[ltt-dev] LTTng-UST vs SystemTap userspace tracing benchmarks

Thu Feb 17 14:33:38 EST 2011

On 02/17/2011 02:11 PM, Josh Stone wrote:
> On 02/17/2011 09:33 AM, Julien Desfossez wrote:
>> Hi,
>>
>> On 02/16/2011 10:30 AM, Tom Tromey wrote:
>>> Julien> 0) Baseline : running the program without any instrumentation
>>> Julien> 1) Flight recorder tracing comparison UST vs SystemTap
>>>
>>> I'd be interested to also see the numbers when the probes are in place
>>> in the source, but not enabled.  That is, what is the overhead of a
>>> disabled probe?
>> I disabled the probe by undefining HAVE_SYSTEMTAP, but I have the same
>> results in flight recorder mode. Of course if the module is not loaded
>> we have no overhead at all. It means that the module is responsible for
>> all the overhead regarless if the probe is called or not.
>> I would be really interested if you know why it happens (and how to fix it).
>> This last test was done on a Fedora Core 14 (kernel
>> 2.6.35.10-74.fc14.x86_64 with SystemTap 1.3-3).
>>
>> If you want to test, the benchmark code is here :
>> git://git.lttng.org/benchmarks.git
> 
> Your "testutrace.stp" is probing with process.function, which means
> you're not using the compiled tracepoint at all, but rather a function
> probe based on dwarf debuginfo.  So compiling !HAVE_SYSTEMTAP in this
> case doesn't matter, the function still exists for the module to probe.
> The correct form for SDT probes is a process.mark probe, as you quoted
> in your original mail, in which case stap would fail to compile the
> module for the !HAVE_SYSTEMTAP case as the marks don't exist.

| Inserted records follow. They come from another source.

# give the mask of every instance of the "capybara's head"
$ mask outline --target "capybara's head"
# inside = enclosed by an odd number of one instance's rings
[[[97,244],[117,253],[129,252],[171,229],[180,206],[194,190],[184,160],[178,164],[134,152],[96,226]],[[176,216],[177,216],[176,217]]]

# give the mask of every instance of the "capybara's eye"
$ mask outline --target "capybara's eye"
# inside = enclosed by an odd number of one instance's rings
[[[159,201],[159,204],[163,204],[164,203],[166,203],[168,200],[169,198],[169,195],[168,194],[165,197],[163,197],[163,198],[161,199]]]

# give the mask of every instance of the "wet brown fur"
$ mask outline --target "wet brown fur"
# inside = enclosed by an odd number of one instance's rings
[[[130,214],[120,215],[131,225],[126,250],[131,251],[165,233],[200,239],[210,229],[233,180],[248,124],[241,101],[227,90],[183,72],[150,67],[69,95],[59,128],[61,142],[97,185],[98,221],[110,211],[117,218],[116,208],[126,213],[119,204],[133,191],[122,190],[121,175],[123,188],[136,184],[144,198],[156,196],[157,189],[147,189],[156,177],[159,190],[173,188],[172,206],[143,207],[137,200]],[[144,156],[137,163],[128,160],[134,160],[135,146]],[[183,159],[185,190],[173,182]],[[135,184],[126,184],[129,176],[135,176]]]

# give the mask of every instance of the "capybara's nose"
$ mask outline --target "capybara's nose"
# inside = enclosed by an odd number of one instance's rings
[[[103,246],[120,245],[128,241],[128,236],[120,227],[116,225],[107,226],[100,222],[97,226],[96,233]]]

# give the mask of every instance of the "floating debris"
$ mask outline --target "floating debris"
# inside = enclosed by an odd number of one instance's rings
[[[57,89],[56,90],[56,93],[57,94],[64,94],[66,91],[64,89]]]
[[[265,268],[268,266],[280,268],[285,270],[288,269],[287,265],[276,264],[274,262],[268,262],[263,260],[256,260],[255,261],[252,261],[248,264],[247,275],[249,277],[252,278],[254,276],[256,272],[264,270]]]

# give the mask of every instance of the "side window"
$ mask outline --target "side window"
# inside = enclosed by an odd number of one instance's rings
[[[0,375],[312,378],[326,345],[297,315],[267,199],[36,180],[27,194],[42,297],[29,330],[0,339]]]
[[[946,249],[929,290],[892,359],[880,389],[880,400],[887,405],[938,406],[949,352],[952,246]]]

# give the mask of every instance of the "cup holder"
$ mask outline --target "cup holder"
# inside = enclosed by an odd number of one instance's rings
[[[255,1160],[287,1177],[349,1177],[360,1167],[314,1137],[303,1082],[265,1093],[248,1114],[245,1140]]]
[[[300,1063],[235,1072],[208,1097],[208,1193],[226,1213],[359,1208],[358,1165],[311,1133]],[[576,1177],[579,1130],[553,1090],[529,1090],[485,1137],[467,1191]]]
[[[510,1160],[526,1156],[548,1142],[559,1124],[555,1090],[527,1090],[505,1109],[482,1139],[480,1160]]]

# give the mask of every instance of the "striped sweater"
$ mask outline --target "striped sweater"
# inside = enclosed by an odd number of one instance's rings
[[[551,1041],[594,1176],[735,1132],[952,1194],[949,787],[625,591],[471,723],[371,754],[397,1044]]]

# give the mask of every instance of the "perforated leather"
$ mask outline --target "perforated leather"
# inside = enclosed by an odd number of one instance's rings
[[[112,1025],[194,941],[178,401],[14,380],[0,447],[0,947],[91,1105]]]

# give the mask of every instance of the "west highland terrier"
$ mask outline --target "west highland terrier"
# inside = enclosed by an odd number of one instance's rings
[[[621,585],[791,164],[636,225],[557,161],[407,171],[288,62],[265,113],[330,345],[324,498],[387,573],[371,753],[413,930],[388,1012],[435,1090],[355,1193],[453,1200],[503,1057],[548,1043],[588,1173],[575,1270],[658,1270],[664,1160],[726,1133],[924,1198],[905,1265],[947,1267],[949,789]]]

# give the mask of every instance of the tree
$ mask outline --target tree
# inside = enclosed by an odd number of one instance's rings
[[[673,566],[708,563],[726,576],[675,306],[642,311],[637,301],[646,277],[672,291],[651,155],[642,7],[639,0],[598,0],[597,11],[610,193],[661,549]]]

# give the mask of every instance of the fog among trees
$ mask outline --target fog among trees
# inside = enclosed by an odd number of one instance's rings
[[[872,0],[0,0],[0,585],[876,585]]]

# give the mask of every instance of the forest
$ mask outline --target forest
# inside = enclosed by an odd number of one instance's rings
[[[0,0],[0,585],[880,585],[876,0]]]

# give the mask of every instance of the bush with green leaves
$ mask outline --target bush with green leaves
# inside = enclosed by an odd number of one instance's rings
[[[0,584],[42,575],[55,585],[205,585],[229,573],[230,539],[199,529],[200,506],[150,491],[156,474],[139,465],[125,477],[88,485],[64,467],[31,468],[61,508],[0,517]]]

Ok, my bad, I copied an older version of the test, when I setup the
repository, its fixed now. It doesn't change the earlier results which
was done with the mark, just the one I posted today.
Now the empty probe is actually much faster and the overhead when the
probe is disabled is now null as expected :)

> In the general use case, a script can be conditional on the presence of
> different probe types, as described in "man stapprobes".  For the
> purpose of benchmarking I would avoid this, so we can be absolutely sure
> of what's being probed.  But for reference, it can look like:
>   probe process("foo").mark("myfn")!,
>         process("foo").function("myfn")
>   { ... }

Good to know, thanks.

> Note also that there's about twice the overhead for process.function
> versus process.mark.  With .mark, a NOP instruction is inserted for us
> to place the debug breakpoint on.  As of the uprobes in stap 1.3, we can
> skip the singlestep of probes on a NOP.  But for function probes, the
> debug breakpoint is placed near the beginning of the function, likely on
> a significant instruction, so it must be singlestepped.  Having a
> singlestep means there's basically two traps per probe hit, so it really
> is a big win to use process.mark instead.
> 
> Getting back to Tom's request, I think these are the variations that we
> need to see for a fuller picture:
> 
> 1) Baseline with NO instrumentation compiled in at all.  You may need
> something like an asm("") in single_trace() to keep gcc from compiling
> the loop away altogether.
> 1a) Same binary w/ probe process.function (showing that stap can probe
> unmodified binaries, though I expect this to be slowest of all)
> 
> 2) UST baseline: UST compiled in, but not active.
> 2a) Same binary w/ tracing activated, UST w/ TC
> 2b) Same binary w/ tracing activated, UST w/o TC
> 2c) etc. any other UST variant
> * if the UST variations require different compilation, the split this up
> and report active/inactive numbers each time.
> 
> 3) SDT baseline: stap SDT compiled in, but not active.
> 3a) Same binary w/ active probe process.mark
> 
> 4) SDT-semaphore baseline: SDT compiled in and using a semaphore, not
> active.  The semaphore is TRACEPOINT_BENCHMARK_SINGLE_TRACE_ENABLED(),
> so you could put  if (..._ENABLED()) TRACE(...);
> 4a) Same binary w/ active probe process.mark

Ok, I will do these tests on the same machine and post the results soon.

Thanks,

Julien